Despite advances in the treatment of acute coronary syndromes (ACS), the risk of recurrent events remains substantial. The medication ranolazine is used for patients with chronic angina, but because of an association between ranolazine and prolongation of the QT interval (a certain measurement on an electrocardiogram), there is a need for additional safety information to guide its use in patients with coronary artery disease. The effectiveness and safety of the drug had not previously been studied in patients with ACS or for secondary prevention of major cardiovascular events in patients with established coronary artery disease, according to background information in the article.
David A. Morrow, M.D., M.P.H., of Brigham and Women's Hospital and Harvard Medical School, Boston, and colleagues with the MERLIN (Metabolic Efficiency With Ranolazine for Less Ischemia in Non ST-Elevation Acute Coronary Syndromes)-TIMI 36 trial evaluated the efficacy and safety of ranolazine as a new treatment to reduce cardiovascular death, heart attack or recurrent ischemia in moderate- to high-risk patients with non--ST-elevation (a certain pattern on an electrocardiogram) ACS. The randomized, multinational clinical trial included 6,560 patients who within 48 hours of ischemic symptoms were treated with ranolazine (initiated intravenously and followed by oral ranolazine extended-release 1,000 mg twice daily, n = 3,279) or matching placebo (n = 3,281), and followed up for a midpoint of 348 days.
The primary end point (cardiovascular death, heart attack, or recurrent ischemia) occurred in 21.8 percent of the patients in the ranolazine group, compared with 23.5 percent of the patients in the placebo group. The major secondary end point (cardiovascular death, heart attack, or severe recurrent ischemia) occurred in 18.7 percent of the patients in the ranolazine group compared with 19.2 percent of the patients in the placebo group. Failure of therapy (including cardiovascular death, heart attack, recurrent ischemia, hospitalization for new or worsening heart failure) occurred at similar rates in both groups. The risk of recurrent ischemia was reduced in the ranolazine group (13.9 percent) compared with the placebo group (16.1 percent). Symptomatic documented arrhythmias did not differ between the two groups. There was little difference in the total number of deaths between the ranolazine and placebo groups (172 vs. 175, respectively).

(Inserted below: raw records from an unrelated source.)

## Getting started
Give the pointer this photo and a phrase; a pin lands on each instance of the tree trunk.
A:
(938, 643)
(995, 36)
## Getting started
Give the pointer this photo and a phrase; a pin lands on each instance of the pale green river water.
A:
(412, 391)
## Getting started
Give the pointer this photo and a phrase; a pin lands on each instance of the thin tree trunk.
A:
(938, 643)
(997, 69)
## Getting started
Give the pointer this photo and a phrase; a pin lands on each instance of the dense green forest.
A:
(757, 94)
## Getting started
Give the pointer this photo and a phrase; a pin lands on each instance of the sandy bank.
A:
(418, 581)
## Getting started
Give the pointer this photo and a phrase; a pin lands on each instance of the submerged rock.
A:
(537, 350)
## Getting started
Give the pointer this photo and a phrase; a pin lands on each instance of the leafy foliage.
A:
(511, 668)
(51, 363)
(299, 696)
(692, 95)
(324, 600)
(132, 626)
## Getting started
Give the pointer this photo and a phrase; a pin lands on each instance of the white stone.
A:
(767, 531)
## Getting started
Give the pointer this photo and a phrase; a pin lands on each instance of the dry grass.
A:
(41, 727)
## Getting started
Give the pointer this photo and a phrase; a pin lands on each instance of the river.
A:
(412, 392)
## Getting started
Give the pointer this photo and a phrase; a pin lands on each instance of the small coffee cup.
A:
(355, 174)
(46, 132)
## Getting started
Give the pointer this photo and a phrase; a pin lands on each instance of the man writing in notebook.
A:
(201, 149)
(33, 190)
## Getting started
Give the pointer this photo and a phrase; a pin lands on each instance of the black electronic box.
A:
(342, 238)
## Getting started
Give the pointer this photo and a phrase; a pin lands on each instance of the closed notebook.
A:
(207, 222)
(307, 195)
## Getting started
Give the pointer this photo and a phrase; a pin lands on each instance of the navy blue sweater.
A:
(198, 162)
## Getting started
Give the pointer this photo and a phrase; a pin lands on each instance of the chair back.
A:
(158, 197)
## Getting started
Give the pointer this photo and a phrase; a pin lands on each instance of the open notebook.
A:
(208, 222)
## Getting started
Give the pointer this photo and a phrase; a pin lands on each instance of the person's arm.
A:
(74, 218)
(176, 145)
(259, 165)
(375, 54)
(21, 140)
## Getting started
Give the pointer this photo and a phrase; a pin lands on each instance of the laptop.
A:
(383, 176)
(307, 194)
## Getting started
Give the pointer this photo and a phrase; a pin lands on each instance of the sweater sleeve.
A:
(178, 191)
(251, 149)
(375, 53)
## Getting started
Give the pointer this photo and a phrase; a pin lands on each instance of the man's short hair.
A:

"The results of this robustly powered, randomized trial do not support the use of ranolazine for acute management of ACS or as disease-modifying therapy for secondary prevention of cardiovascular death or [heart attack]. However, our findings suggest a benefit of ranolazine as antianginal therapy in a substantially more broad population of patients with established ischemic heart disease than previously studied," the authors write. "These findings, together with the observed favorable overall profile of safety, provide additional evidence to guide the use of ranolazine as antianginal therapy in patients with chronic angina."
(JAMA. 2007;297:1775-1783.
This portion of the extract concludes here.